Quick question in linear algebra review for quantum mechanics

[iScience]

so in my book there is an example basically saying that linear transformations can be applied to basis vectors or, more specifically, i think they're using orthonormal basis vectors |e₁>,|e₂>, ...

i'm just a little confused on how they're applying it to the basis vectors.

my book:

http://i.imgur.com/BFNMuz0.jpg

\hat{T}|e₁> ; okay so here on the LHS we're applying the transformation to the first orthonormal basis vector. the first term on the RHS, is this basically saying how much we're extending or contracting along the |e₁> direction?

 

[wotanub]

It could also be a rotation or reflection or a combination of the three and so on. Try thinking about the linear transformation as a map (function) on basis vectors. You input a basis vector and you get out something based on what you put in.

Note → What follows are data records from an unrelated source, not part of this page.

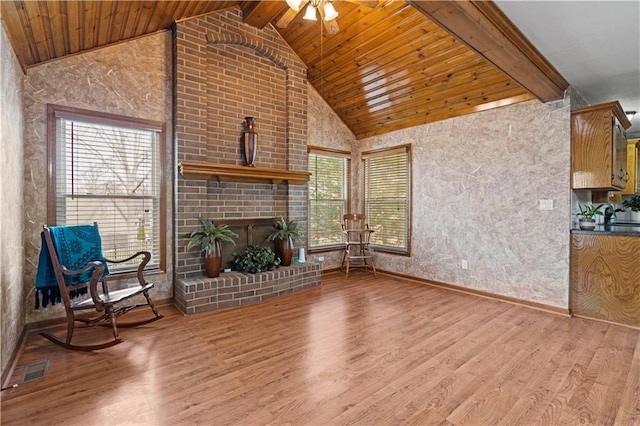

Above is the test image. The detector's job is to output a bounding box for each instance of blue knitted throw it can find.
[35,224,110,309]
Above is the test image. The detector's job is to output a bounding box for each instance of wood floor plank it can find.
[1,271,639,425]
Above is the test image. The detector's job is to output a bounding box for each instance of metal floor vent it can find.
[21,359,49,383]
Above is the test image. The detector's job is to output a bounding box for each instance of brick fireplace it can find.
[174,9,319,313]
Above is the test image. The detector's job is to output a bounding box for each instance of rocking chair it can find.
[37,223,163,351]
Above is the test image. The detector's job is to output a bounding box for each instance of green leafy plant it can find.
[232,245,280,273]
[578,204,605,220]
[186,218,238,255]
[623,195,640,212]
[265,216,304,243]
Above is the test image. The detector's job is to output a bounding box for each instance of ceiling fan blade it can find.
[318,5,340,34]
[276,1,308,29]
[344,0,379,8]
[323,18,340,34]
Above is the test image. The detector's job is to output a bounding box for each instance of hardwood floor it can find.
[2,272,639,425]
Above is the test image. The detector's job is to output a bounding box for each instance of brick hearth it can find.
[174,263,321,314]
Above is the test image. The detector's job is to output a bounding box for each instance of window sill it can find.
[103,267,165,281]
[371,246,410,256]
[308,245,344,254]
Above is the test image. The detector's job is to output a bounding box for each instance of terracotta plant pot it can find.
[204,240,222,278]
[278,238,293,266]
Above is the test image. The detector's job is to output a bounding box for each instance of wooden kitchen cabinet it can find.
[571,233,640,327]
[572,101,631,190]
[622,138,640,194]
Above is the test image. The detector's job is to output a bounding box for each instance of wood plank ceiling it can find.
[1,0,568,139]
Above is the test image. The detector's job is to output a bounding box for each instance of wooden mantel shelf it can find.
[178,161,310,185]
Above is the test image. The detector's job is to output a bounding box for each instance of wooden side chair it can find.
[341,214,377,279]
[37,223,163,351]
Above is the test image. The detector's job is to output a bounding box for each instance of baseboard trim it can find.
[572,314,640,330]
[377,269,571,316]
[1,325,28,390]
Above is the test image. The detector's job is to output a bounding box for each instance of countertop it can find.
[571,221,640,237]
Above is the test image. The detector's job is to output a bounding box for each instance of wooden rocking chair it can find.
[38,223,163,351]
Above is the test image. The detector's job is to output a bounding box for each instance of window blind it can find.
[363,145,410,253]
[53,114,163,272]
[308,149,350,248]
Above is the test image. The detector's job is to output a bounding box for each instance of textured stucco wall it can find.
[0,21,25,377]
[355,99,571,308]
[306,85,356,270]
[22,32,174,323]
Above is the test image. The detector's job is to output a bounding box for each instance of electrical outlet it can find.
[461,259,468,269]
[539,199,554,210]
[317,256,325,262]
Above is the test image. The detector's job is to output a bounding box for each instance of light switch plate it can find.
[539,199,554,210]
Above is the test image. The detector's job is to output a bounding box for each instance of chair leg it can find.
[106,305,119,340]
[143,290,161,318]
[345,247,350,279]
[65,309,75,345]
[367,247,377,277]
[340,248,347,272]
[40,307,124,352]
[114,290,164,327]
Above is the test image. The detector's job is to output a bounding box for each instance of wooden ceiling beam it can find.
[240,0,287,29]
[408,0,569,103]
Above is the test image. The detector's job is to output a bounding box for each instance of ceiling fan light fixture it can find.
[286,0,304,12]
[303,4,318,21]
[323,2,339,21]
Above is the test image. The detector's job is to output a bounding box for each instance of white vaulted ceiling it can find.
[495,0,640,136]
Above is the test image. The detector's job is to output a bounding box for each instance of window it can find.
[47,105,166,272]
[362,144,411,255]
[308,147,350,250]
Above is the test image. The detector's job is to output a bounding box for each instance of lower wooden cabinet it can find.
[571,233,640,327]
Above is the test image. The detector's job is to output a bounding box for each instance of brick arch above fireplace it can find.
[206,36,288,71]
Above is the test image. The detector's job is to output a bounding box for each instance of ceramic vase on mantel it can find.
[242,117,257,167]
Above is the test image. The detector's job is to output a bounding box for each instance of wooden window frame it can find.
[362,144,412,256]
[307,146,351,253]
[47,104,167,273]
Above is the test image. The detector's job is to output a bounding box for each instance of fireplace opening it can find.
[221,218,277,269]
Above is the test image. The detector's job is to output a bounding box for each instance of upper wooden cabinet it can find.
[571,101,631,190]
[622,138,640,194]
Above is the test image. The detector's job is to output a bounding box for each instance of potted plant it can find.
[232,246,280,273]
[577,204,604,230]
[265,216,304,266]
[623,195,640,222]
[186,218,238,278]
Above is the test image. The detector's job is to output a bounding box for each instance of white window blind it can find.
[308,148,350,249]
[50,106,164,272]
[363,145,411,254]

Consider the following transformation

Let's say you have three linearly independent vectors a, b, and c. The transformation T has the following action:

a → a + b
b → c
c → b + c

If T is linear, and we can express any vector as a linear combination of these three vectors, we now the action of T on any vector.

For example
v = 3a + 2b + c
Tv = T(3a + 2b + c) = T(3a) + T(2b) + T(c) = 3T(a) + 2T(b) + T(c) = 3(a+b) + 2(c) + (b+c) = 3a + 4b + 3c

So this is some weird transformation that scales and rotates or something. There are various ways to represent operators and you're probably familiar with representing vectors as column matrices and operators as square matrices (this has many advantages). But in general the most abstract way to define a transformation is with a list of rules. You could figure out the matrix for my transform if you want.

Notice I didn't say anything about orthonormality, but in physics you generally are working in an orthonormal basis.

Of course, the map could be one that maps each basis vector to some combination vectors in a different basis as well.